Force reindex of media files
  • Vote Up0Vote Down muhoomuhoo
    Posts: 41Member
    I'm having a terrible time trying to force Airtime to reindex/reimport a bunch of files.

    I have some 2500 files in my /home/drop directory. That is watched in Airtime.

    Only 387 of them are showing up in Airtime's file list! Where are the rest of them?

    I tried the trick of removing and re-adding the watch dir in the Airtime interface, and also doing the same from airtime-import. It doesn't help.

    So I tried using airtime-import -m to move them from /home/drop. That appeared to work-- alll the files got physically moved from /home/drop into /srv/airtime/stor/imported and /srv/airtime/stor/organize ,etc, but they still never appeared in the database! So I moved them back to /home/drop . I tried restarting the airtime-media-monitor, several times.

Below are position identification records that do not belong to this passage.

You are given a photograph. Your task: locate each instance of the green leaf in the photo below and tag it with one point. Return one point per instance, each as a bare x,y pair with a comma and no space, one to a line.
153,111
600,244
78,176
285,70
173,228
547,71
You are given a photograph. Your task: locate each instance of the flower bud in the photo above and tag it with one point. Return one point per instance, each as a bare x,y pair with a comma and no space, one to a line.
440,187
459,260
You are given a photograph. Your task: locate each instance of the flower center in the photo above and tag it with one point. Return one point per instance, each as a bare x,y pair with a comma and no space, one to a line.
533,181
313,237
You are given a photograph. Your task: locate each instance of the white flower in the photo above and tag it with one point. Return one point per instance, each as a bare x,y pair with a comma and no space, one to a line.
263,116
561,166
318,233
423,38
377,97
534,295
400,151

    I've been thrashing at this for some time, and getting very annoyed and frustrated. Where is, and what would be, the command to force the whole directory to be reimported, and, most importantly, reindexed so it shows up in the playlist builder? There are thousands of files, and they're all valid ogg or mp3 files, and yet, Airtime doesn't even appear to be trying to add them.
  • 12 Comments sorted by
  • Please tar the logs for media-monitor and post them here.

    /var/log/airtime/media-monitor/
    Airtime Pro Hosting: http://airtime.pro
  • Vote Up0Vote Down muhoomuhoo
    Posts: 41Member
    Ah, I see. Bad ID3 tags in only one file will cause the whole import to fail!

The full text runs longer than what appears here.